Image Analysis#
- class payloadcomputerdroneprojekt.image_analysis.ImageAnalysis(config: dict, camera: AbstractCamera, comms: Communications)[source]#
Bases:
object
Handles image analysis for drone payload computer, including color and shape detection, object localization, and image quality assessment.
- Parameters:
config (dict) – Configuration dictionary for image analysis parameters.
camera (AbstractCamera) – Camera object implementing AbstractCamera.
comms (Communications) – Communications object for drone telemetry.
- add_lat_lon(obj: dict, rotation: List[float] | ndarray, height: float, image_size: Tuple[int, int], loc_to_global: Callable[[float, float], Any]) None [source]#
Add latitude and longitude to an object based on its local offset.
- compute_image(image: ndarray, item: DataItem | None = None, height: float = 1) Tuple[List[dict], ndarray] [source]#
Filter image for defined colors and detect objects.
- detect_obj(objects: List[dict], filtered_image: Dict[str, Any], height: float = 1) None [source]#
Detect objects in a filtered image and append to objects list.
- filter_color(image: ndarray, color: str, shape_mask: ndarray | None = None) ndarray [source]#
Filter the image for a specific color.
- Parameters:
image (np.array) – Input image.
color (str) – Color name (must be in defined colors).
shape_mask (np.array or None) – Optional shape mask to apply.
- Returns:
Filtered image.
- Return type:
np.array
- Raises:
IndexError – If color is not defined.
- filter_colors(image: ndarray) Tuple[List[Dict[str, Any]], ndarray] [source]#
Filter the image for each defined color and for the shape color.
- filter_shape_color(image: ndarray) ndarray [source]#
Filter the image for the shape color.
- Parameters:
image (np.array) – Input image.
- Returns:
Shape-filtered image.
- Return type:
np.array
- find_code(obj: dict, shape_image: ndarray, height: float = 1) bool [source]#
Find code elements (e.g., QR code-like) inside the object.
- get_closest_element(image: ndarray, color: str, shape: str | None, item: DataItem | None = None, height: float = 1) dict | None [source]#
Get the closest detected object of a given color and shape.
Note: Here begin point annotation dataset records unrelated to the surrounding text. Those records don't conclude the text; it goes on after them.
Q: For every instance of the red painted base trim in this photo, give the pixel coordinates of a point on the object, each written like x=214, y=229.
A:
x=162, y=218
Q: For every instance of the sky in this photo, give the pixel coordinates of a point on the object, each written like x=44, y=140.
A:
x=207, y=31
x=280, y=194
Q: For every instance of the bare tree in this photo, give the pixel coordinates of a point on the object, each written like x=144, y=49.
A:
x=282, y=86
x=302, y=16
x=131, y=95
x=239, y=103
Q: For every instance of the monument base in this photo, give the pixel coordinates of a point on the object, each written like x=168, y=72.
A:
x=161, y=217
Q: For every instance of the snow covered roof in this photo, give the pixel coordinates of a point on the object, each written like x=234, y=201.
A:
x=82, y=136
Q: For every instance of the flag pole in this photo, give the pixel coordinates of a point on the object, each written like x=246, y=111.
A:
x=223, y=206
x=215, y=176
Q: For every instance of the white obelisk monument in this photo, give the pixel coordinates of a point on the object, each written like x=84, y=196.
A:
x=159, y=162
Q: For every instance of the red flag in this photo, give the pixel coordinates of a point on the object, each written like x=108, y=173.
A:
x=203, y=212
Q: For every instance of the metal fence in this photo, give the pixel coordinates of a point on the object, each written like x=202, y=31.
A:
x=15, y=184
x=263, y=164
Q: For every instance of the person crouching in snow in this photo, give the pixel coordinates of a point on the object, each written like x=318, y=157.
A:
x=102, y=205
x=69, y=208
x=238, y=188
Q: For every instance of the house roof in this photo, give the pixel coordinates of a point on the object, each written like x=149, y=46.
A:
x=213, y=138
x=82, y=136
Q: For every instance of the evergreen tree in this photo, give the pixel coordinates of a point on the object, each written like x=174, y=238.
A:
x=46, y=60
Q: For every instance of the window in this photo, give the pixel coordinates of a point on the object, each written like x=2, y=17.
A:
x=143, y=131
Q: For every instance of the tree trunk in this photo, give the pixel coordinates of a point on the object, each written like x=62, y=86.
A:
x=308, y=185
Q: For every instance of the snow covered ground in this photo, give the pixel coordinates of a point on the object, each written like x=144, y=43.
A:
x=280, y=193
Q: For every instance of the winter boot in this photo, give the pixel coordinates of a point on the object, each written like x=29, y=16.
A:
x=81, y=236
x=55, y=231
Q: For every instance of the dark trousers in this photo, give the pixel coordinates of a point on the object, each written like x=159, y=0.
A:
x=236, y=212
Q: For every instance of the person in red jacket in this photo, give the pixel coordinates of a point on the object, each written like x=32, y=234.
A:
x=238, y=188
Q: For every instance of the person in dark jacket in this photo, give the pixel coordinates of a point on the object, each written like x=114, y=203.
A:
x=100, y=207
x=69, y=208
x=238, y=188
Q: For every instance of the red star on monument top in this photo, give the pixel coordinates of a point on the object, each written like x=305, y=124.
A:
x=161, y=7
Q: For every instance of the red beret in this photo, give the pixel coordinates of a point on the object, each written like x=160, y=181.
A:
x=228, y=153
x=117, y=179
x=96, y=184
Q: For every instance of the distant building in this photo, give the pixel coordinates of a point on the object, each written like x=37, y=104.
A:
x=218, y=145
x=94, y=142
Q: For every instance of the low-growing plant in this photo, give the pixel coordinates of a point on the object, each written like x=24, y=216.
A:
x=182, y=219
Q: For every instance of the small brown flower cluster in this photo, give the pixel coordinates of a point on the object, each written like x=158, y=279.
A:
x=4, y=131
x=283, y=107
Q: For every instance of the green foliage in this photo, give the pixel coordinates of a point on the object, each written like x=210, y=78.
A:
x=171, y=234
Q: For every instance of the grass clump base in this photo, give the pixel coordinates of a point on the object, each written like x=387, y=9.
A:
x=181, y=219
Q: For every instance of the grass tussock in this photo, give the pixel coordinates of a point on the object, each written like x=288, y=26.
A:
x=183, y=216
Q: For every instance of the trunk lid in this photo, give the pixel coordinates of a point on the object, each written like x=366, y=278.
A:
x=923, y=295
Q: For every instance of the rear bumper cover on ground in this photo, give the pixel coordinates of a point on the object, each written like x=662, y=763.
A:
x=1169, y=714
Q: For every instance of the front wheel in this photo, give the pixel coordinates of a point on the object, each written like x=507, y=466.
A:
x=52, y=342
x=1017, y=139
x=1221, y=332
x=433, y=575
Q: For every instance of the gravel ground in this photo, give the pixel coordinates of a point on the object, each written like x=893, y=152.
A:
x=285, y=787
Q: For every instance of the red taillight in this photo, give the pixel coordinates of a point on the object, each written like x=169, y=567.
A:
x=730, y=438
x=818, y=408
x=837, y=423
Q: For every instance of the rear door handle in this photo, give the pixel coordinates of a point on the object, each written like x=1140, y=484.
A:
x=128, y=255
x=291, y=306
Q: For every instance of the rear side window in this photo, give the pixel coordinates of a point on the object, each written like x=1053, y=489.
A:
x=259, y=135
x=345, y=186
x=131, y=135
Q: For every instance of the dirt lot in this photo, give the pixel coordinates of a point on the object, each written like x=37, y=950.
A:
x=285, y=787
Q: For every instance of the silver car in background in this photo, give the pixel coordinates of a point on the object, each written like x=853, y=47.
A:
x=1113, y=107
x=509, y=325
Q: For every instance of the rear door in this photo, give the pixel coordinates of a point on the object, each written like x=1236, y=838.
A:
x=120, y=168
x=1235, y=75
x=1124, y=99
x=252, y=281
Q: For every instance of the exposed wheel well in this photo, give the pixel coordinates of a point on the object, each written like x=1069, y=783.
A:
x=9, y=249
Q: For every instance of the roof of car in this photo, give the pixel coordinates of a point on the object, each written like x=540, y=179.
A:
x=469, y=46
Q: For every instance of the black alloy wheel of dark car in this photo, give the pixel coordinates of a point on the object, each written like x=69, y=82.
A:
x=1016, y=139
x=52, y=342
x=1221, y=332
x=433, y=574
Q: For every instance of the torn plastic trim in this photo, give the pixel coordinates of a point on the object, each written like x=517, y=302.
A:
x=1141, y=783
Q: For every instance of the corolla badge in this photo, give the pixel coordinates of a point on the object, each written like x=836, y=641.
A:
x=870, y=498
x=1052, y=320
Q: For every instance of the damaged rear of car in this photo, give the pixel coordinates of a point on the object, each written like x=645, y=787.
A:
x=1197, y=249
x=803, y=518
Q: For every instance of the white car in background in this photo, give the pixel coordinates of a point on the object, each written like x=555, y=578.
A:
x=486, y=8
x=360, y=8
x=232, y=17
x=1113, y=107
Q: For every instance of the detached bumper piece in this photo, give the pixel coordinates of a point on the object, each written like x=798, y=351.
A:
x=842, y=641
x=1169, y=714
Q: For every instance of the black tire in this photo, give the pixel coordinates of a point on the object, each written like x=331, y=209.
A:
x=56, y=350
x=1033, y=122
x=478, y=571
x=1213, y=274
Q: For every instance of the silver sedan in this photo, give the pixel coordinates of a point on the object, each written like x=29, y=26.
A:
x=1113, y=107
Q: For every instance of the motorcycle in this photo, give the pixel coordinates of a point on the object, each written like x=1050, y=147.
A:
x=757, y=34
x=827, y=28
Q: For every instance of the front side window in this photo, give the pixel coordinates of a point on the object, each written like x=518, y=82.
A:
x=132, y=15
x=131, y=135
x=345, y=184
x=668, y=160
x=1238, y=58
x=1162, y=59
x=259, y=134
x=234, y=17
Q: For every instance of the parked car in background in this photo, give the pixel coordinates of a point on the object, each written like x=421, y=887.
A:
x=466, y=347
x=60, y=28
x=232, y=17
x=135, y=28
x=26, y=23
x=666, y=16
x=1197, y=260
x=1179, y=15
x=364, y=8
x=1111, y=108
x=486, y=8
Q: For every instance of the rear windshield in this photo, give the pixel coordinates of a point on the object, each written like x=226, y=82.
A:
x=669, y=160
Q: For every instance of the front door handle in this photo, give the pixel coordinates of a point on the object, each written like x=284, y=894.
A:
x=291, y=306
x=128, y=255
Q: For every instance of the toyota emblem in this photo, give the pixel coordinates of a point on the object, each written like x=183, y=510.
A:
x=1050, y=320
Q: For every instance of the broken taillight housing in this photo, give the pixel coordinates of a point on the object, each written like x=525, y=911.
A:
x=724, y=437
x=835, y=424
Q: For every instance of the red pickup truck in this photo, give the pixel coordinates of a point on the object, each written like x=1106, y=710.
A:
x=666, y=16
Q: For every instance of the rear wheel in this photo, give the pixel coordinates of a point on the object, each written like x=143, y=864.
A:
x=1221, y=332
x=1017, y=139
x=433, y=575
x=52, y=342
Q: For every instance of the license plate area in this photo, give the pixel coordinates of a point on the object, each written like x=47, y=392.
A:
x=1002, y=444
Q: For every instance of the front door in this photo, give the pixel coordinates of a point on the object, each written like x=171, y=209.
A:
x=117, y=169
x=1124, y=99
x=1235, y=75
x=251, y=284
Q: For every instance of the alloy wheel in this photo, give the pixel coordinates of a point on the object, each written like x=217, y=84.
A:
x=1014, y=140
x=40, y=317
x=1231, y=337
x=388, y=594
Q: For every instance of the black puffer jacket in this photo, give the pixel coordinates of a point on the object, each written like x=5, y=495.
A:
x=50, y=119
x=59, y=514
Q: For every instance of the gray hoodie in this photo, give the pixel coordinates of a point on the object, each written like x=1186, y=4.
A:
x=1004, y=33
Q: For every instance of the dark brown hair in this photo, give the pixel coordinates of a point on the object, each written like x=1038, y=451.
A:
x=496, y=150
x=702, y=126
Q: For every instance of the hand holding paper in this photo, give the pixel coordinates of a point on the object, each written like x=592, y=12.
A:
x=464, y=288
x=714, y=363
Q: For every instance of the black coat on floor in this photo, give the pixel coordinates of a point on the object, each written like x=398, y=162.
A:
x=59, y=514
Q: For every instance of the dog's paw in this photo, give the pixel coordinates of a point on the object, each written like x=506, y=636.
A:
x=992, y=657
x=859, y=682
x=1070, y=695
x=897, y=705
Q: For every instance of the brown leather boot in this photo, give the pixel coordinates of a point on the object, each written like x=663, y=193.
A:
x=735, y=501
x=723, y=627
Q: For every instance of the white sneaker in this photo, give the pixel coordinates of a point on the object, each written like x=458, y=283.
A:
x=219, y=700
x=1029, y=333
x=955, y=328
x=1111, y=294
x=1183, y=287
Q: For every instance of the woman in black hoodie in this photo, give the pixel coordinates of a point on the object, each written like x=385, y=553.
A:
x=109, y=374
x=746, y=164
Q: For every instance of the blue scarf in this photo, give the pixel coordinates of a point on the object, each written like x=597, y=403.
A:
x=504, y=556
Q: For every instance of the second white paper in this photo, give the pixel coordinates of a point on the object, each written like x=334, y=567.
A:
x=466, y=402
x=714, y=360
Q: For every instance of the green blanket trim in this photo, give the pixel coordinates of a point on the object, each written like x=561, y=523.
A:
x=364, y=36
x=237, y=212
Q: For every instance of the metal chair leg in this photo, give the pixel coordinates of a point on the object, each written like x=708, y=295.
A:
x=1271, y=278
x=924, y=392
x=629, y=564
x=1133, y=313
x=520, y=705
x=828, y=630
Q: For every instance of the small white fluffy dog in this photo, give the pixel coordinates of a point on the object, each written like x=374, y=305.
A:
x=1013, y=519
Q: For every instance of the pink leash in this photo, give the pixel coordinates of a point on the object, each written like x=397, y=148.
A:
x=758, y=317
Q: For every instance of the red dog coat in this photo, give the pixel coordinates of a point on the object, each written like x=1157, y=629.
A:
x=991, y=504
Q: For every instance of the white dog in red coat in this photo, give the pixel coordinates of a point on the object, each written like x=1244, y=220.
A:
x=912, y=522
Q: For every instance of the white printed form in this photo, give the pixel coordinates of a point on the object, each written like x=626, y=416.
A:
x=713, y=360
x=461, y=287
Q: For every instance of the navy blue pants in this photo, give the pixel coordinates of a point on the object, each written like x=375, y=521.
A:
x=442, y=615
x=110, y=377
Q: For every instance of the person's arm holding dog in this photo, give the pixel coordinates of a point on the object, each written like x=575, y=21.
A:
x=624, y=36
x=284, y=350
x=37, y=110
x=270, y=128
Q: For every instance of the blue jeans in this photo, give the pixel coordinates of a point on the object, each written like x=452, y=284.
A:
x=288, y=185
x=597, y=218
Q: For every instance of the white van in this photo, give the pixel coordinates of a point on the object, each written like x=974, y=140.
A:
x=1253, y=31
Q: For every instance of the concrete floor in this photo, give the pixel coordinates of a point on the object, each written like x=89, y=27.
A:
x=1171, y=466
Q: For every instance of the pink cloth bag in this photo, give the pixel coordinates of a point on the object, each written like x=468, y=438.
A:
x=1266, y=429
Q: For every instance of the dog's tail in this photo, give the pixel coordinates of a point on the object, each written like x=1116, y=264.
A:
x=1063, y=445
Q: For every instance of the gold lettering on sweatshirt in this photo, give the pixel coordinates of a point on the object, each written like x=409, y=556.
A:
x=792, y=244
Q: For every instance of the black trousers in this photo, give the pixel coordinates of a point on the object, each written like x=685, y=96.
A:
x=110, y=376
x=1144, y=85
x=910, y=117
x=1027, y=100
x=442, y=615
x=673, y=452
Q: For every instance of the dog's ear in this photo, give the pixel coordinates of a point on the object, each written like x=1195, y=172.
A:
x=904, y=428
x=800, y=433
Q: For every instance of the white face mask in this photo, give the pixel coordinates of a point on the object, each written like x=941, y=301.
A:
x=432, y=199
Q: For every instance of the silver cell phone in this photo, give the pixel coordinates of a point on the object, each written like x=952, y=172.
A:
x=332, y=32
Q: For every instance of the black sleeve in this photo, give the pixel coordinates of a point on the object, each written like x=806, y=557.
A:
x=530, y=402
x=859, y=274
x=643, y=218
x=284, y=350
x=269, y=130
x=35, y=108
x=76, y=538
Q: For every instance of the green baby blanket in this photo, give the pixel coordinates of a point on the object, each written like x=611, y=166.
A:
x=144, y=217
- async get_current_offset_closest(color: str, shape: str, yaw_zero: bool = True, indoor: bool = False) Tuple[List[float] | None, float | None, float | None] [source]#
Get the offset from the drone to the closest object of a given color and shape.
- get_filtered_objs() Dict[str, Dict[str, List[dict]]] [source]#
Get a dictionary of all filtered objects.
- get_local_offset(obj: dict, rotation: List[float] | ndarray, height: float, image_size: Tuple[int, int]) ndarray [source]#
Get the local offset of an object in the drone’s coordinate system.
- get_matching_objects(color: str, shape: str | None = None) List[dict] [source]#
Get all matching filtered objects for a color and optional shape.
- get_shape(obj: dict, shape_image: ndarray, height: float = 1) str | bool [source]#
Detect the shape inside the object boundaries.
- static quality_of_image(image: ndarray) float [source]#
Assess the quality of an image using Laplacian variance.
- Parameters:
image (np.array) – Image array.
- Returns:
Laplacian variance (higher is sharper).
- Return type:
- start_cam(images_per_second: float = 1.0) bool [source]#
Start capturing and saving images asynchronously.